A reader, February 24, 2014 - 10:19 pm UTC
keep the blob column in the same table. You dont need another table to store blob. You will have to join two tables in that case. If you have one table you dont need to join un-necessarily
encrypt XMLTYPE store as securefile binary xml
Branka, March 07, 2014 - 5:30 pm UTC
Is it possible to encrypt XMLTYPE store as securefile binary xml?
Query Again on Design of Table
Mohammed Imran Pasha, November 12, 2015 - 7:36 am UTC
Hi Tom,
Thanks a lot for answering all the questions related to oracle.
My question to you is:
I have a table into which millions of rows will be inserted and later selected(only). nation_code column is part of primary key of the table.
My manager is suggesting to create different tables for depending on nation_code, this way size of the table can be controlled and also we will get performance benefits when selecting data from table.
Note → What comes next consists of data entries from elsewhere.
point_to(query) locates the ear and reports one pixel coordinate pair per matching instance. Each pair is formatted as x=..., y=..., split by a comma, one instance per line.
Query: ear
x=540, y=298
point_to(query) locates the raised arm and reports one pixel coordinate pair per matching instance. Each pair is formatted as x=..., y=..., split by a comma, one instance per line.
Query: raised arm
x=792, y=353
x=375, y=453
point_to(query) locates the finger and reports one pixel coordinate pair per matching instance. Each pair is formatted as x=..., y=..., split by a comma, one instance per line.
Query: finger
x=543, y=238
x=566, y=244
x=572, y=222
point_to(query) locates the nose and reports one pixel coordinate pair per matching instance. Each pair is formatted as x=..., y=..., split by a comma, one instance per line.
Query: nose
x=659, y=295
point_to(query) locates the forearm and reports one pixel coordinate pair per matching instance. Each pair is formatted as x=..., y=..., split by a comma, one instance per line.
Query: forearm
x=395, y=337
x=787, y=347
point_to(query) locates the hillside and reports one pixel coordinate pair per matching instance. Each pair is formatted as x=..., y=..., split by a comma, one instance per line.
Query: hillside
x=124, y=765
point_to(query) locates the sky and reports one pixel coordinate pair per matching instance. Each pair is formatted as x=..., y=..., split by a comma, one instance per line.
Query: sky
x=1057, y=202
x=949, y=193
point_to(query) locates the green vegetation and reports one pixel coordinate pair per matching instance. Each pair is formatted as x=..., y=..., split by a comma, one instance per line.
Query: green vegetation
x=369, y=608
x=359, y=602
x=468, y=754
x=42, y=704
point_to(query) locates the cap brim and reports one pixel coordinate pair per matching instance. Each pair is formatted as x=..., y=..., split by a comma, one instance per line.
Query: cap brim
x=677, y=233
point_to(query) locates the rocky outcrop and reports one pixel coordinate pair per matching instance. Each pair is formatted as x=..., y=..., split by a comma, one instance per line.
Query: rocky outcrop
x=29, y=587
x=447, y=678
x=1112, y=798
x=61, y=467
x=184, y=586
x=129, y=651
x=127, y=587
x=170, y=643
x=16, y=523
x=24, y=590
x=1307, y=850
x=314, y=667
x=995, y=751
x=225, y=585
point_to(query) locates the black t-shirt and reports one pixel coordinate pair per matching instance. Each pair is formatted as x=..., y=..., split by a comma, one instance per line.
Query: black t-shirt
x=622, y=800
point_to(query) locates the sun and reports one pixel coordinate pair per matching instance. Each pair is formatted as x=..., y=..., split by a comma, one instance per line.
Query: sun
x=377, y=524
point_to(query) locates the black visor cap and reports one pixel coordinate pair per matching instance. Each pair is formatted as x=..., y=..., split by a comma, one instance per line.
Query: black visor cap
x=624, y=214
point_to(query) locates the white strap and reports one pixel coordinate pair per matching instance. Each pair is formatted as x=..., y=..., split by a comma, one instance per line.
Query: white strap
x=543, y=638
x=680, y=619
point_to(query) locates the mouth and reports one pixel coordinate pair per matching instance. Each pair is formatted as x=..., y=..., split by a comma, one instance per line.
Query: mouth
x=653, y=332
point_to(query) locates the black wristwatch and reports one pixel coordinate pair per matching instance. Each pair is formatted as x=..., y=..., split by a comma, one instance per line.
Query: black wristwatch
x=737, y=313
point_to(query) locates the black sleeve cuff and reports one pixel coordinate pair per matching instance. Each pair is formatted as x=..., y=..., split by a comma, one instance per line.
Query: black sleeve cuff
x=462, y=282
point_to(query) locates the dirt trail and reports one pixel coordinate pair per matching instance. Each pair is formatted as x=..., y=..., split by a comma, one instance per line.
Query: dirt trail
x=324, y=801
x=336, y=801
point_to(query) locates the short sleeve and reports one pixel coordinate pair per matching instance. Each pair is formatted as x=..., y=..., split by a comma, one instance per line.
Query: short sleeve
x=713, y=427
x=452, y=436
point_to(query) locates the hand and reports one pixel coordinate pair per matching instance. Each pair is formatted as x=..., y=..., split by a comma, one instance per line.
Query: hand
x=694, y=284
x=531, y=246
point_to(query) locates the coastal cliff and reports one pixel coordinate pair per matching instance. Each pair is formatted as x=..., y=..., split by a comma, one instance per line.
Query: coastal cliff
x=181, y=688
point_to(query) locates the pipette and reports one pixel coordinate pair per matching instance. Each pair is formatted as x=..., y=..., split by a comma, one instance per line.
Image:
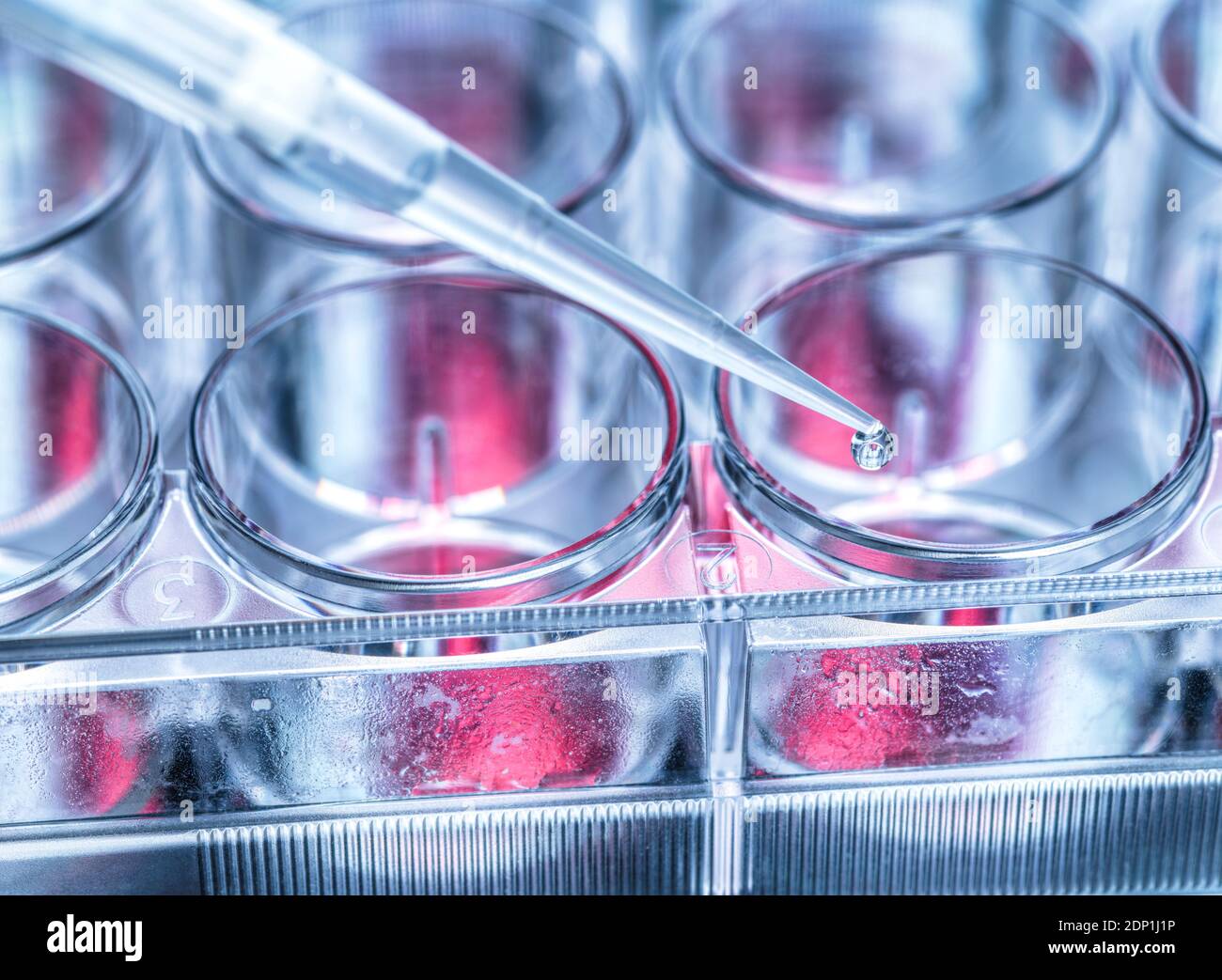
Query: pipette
x=224, y=65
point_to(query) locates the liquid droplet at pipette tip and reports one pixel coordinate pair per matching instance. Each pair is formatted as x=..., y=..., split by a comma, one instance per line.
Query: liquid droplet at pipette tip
x=874, y=448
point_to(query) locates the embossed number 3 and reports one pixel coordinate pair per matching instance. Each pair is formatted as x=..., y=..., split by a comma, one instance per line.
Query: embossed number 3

But I am worried about the maintenance, that is we need to maintain 7-8 tables instead of one.
In your opinion which approach is best single table or multiple tables to get good performance results while inserting and selecting data? Also please give reasons so I can convince my manager.
also there will be at least a million rows for each nation.
DB Version: 11.2.0.3.0
Thanks,
Imran.
November 12, 2015 - 4:15 pm UTC
Please ensure you keep followups related to the original question. Ask new questions as appropriate (I can see you already have done here).
Ooo
Amritanshu, August 06, 2017 - 1:56 am UTC
In short to recognize a particular document in huge table
Ordering Columns in a Table DB 10g, 11g
Abubaker, October 05, 2019 - 12:29 pm UTC
Hi Tom,
Is there solution in making column sequence reordered other than creating a view, in DB 10.2g and 11g.
Thanks in advance.
Table creation with default value based on reference column value
Rajasekhar, September 04, 2020 - 7:40 am UTC
Hello Chris,
it is possible to create a table, which defaults column value based on certain conditions(reference column values) instead of assigning it when it is null?
Create table test_default (id number, name varchar2(30), dept number when id=2 default 10);
Thanks in advance
September 07, 2020 - 1:38 am UTC
Unfortunately not. You'd need a trigger for that.